Can anyone help or give suggestions on where she could take him too? I pointed her here because I thought people could help her I would take him but I just don't have the room, maybe adding some pics will help get it going?


----------



## Brittany85 (Sep 3, 2011)

This is probably not the best way to find a home for your rabbit as there won't be many people on here that live close to you.
This is what you need: http://toronto.kijiji.ca/
You can change the location to Pickering but that is the link for the Toronto area Kijiji. 
I have found great homes for all baby bunnies I want to find pet homes for or rescue bunnies.
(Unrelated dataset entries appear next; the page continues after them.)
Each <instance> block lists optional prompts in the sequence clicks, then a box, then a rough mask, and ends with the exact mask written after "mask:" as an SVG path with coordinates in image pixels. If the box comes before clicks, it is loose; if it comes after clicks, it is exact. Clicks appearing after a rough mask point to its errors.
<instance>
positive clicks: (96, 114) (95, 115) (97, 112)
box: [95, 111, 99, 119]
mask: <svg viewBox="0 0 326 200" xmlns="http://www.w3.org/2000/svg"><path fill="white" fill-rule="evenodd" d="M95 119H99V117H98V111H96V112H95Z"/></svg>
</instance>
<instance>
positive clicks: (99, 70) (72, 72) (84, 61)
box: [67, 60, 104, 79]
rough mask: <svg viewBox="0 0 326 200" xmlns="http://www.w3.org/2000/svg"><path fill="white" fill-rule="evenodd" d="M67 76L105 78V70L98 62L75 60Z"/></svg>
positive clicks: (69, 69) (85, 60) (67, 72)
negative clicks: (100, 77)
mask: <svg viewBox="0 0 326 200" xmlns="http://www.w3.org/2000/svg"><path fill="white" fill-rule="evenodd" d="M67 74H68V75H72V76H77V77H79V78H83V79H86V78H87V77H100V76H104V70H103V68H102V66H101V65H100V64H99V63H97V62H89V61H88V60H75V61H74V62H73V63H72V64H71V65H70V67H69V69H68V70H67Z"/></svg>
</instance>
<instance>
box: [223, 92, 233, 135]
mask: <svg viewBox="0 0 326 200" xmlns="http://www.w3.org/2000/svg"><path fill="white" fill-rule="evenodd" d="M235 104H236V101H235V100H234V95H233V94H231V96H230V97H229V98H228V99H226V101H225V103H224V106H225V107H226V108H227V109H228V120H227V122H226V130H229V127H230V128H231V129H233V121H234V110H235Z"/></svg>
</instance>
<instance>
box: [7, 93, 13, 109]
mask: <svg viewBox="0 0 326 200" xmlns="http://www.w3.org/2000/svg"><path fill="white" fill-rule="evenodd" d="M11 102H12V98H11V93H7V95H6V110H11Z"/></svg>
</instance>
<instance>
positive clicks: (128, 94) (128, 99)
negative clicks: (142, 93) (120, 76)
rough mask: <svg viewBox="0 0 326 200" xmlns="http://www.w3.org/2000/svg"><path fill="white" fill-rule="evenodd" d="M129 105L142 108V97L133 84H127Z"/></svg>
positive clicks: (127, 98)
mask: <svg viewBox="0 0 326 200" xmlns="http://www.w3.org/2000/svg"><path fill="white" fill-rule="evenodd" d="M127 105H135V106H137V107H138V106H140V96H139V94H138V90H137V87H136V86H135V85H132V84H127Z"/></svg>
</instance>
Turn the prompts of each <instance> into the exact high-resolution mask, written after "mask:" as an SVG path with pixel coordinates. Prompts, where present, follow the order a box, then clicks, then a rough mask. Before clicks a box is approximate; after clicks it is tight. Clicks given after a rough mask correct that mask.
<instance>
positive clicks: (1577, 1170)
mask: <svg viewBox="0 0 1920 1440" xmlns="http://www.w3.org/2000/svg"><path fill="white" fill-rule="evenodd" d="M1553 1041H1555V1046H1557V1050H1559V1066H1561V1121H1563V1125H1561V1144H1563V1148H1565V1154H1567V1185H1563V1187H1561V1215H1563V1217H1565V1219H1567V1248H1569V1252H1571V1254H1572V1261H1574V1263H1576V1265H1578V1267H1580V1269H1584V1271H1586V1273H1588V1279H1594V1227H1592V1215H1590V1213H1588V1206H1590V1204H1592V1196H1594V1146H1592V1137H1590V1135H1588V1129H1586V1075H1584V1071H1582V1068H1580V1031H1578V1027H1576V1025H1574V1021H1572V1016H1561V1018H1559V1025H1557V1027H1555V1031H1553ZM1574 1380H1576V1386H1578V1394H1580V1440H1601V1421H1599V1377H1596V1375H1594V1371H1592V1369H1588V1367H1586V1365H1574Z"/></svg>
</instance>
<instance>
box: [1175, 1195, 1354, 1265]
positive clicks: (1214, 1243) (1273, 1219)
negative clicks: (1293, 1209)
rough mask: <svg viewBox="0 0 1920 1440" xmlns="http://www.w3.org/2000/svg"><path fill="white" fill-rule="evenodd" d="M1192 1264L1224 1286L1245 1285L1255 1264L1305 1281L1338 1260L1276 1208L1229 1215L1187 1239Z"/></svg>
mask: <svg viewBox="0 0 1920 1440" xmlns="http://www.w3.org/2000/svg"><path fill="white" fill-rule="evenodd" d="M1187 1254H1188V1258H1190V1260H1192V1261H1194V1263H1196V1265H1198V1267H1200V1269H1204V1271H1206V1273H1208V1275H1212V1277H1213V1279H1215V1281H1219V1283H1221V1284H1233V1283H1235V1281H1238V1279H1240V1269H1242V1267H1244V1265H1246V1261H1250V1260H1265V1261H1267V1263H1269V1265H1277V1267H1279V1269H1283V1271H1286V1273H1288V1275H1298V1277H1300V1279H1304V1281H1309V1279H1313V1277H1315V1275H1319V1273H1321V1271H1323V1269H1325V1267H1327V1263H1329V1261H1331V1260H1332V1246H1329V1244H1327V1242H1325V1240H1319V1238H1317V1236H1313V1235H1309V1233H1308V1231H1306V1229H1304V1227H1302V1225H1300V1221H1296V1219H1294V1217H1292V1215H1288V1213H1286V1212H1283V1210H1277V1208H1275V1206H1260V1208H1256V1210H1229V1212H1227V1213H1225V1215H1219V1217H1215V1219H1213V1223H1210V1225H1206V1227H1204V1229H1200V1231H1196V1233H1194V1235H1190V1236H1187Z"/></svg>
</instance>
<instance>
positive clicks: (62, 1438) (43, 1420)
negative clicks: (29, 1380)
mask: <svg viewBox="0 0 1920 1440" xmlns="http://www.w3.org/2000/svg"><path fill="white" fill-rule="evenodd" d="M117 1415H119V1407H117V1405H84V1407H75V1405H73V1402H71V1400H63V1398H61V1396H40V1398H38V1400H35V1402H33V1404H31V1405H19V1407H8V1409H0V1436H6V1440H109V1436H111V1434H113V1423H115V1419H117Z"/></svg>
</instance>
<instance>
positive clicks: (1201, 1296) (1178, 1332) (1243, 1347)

Good luck! And make sure you ask the person lots about how they will care for your bunny.


----------



## Pipp (Sep 18, 2011)

Have you found a home for Buttons yet? 


sas :clover:


----------



## rosie20029 (Aug 30, 2012)

Send some pics please


----------



## MiserySmith (Aug 30, 2012)

Hey, I'm in Ottawa and probably shouldn't be taking another one in right now.. But in North Gower(I think) There's a bun rescue called New Moon Rabbit Rescue. They don't actually get that many adopted out, so may be full.. but you could certainly contact them and see.


----------



## Ellie (Aug 30, 2012)

What about a Toronto humane society or something? Or like someone said, Kijiji is a great idea. When I was looking for a bun I wanted to get everything off of there because it's so much cheaper than the pet store!


----------



## iLuvMyLilBuns (Aug 30, 2012)

*I would love to have another bunny but I live in Minnesota so it would be hard to transfer your rabbit*:apollo:


----------



## MarisaAndToby (Aug 31, 2012)

Kijiji is how I found my Toby; you can find great prospective owners on there, but you also have to be careful about neglectful impulsives, and also people looking for snake food.


----------



## Ellie (Aug 31, 2012)

Just noticed how old this thread is... hopefully the bun went to a safe home!


----------



## kaymas (Aug 31, 2012)

*Ellie wrote: *


> Just noticed how old this thread is... hopefully the bun went to a safe home!


I was going to offer to take the bun since I live in Pickering to....and then realized it was from last year. Hoping it went to a safe home as well


----------